Reputation: 19562
It seems that Java's implementation of the HashMap always places the keys to the same bins (at least I saw that with Integer keys). I.e. the hashing is deterministic and in all runs it produces the same value.
I have heard that some languages randomize the insertions so that in which bucket a key will be stored is unpredictable for security reasons.
Why is Java the keys are always the same?
Upvotes: 3
Views: 1015
Reputation: 15273
To complete other answers, I would mention that when HashMap
's keys use built-in Object.hashCode
, i. e. don't override this method, that is a pretty often case, Object's hashCode is computed using random number generator, that makes whole system behaivour less deterministic. See this question: Java Object.hashCode() - address or random()? for more details.
Upvotes: 0
Reputation: 33936
This is not true for Java 7, which added a unique hash seed to each HashMap instance. There's more information on the Collections Framework Enhancements in Java SE 7 page.
This mechanism was removed in Java 8 for performance, and it was replaced by an alternative that converts comparable keys (such as String) into a balanced tree to elide the DoS security problem. There's more information on the Collections Framework Enhancements in Java SE 8 page.
Upvotes: 5
Reputation: 147154
The attack of interest here is Denial of Service (DoS). An adversary chooses a set of keys that hit the same bucket. This transforms the performance of map operations from O(1) to O(n). Do this n times (to construct the map say), and we go from O(n) to O(n^2). There's also the possibility of timing attacks, but I'll conveniently ignore that.
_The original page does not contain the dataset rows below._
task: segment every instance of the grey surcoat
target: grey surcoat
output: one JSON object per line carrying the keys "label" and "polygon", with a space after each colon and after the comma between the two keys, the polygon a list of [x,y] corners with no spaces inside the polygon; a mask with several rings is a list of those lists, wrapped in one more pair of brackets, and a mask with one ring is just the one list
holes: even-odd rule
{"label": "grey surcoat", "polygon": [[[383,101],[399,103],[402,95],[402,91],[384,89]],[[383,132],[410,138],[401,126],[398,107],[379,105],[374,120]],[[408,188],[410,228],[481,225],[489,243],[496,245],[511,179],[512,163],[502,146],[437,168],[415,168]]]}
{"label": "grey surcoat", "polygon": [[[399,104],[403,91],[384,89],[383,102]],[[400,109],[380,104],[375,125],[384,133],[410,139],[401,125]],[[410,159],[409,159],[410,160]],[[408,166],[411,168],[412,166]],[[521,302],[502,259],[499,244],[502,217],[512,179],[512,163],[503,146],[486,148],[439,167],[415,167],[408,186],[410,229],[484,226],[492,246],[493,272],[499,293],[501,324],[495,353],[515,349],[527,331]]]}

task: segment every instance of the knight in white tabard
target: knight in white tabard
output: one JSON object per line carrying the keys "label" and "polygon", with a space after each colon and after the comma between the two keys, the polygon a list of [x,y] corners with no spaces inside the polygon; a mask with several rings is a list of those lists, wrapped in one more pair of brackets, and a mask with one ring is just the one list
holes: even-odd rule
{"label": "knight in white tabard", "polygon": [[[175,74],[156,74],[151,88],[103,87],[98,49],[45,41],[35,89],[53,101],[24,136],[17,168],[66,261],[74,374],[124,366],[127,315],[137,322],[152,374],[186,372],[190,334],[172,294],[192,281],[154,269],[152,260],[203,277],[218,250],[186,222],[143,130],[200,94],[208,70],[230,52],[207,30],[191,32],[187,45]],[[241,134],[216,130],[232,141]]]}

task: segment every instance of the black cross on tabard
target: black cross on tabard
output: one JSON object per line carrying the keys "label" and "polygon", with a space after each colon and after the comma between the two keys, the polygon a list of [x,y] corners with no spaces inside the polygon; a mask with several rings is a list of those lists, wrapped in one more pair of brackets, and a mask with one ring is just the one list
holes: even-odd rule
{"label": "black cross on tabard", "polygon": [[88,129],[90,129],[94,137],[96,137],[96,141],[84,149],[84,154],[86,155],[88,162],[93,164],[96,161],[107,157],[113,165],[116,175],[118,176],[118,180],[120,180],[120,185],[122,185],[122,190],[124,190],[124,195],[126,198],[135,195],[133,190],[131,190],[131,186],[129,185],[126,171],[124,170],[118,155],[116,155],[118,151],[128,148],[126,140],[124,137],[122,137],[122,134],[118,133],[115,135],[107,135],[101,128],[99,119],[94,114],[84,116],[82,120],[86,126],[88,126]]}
In general, most library code will assume no action is necessary to avoid DoS. However, recently some Java implementations have used MURMUR hashing to randomise the hash function for String
to avoid certain attacks. MURMUR mixes a per-process random number into the generation of the hash code such that the function is stable for the process, but is difficult (though not necessarily impossible) to figure out from the outside. More recently this has been replaced with falling back to a tree structure if there are excessive collisions and the key implements Comparable
appropriately.
If you're worried about such attacks in the situation you find your code, you can use other Map
implementations such as java.util.TreeMap
.
Upvotes: 5
Reputation: 156524
In Java, the individual class is responsible for implementing a default hashCode() method (or inheriting one from the Object
class), and complicated security scenarios like defeating advanced DoS attacks are not the responsibility of classes like Object
, Integer
, etc.
So most classes use a very simple, fast implementation that tries to ensure fairly even distribution in common cases.
If you have a case where you feel it's important to implement a custom hashing strategy, whether it's because you want to avoid hacking, or because you know your particular usage is likely to cause a lot of collisions with the default method, you can use a collection like Gnu Trove's THashMap
, which allows you to provide a custom hashing strategy specific to the collection instance.
Upvotes: 1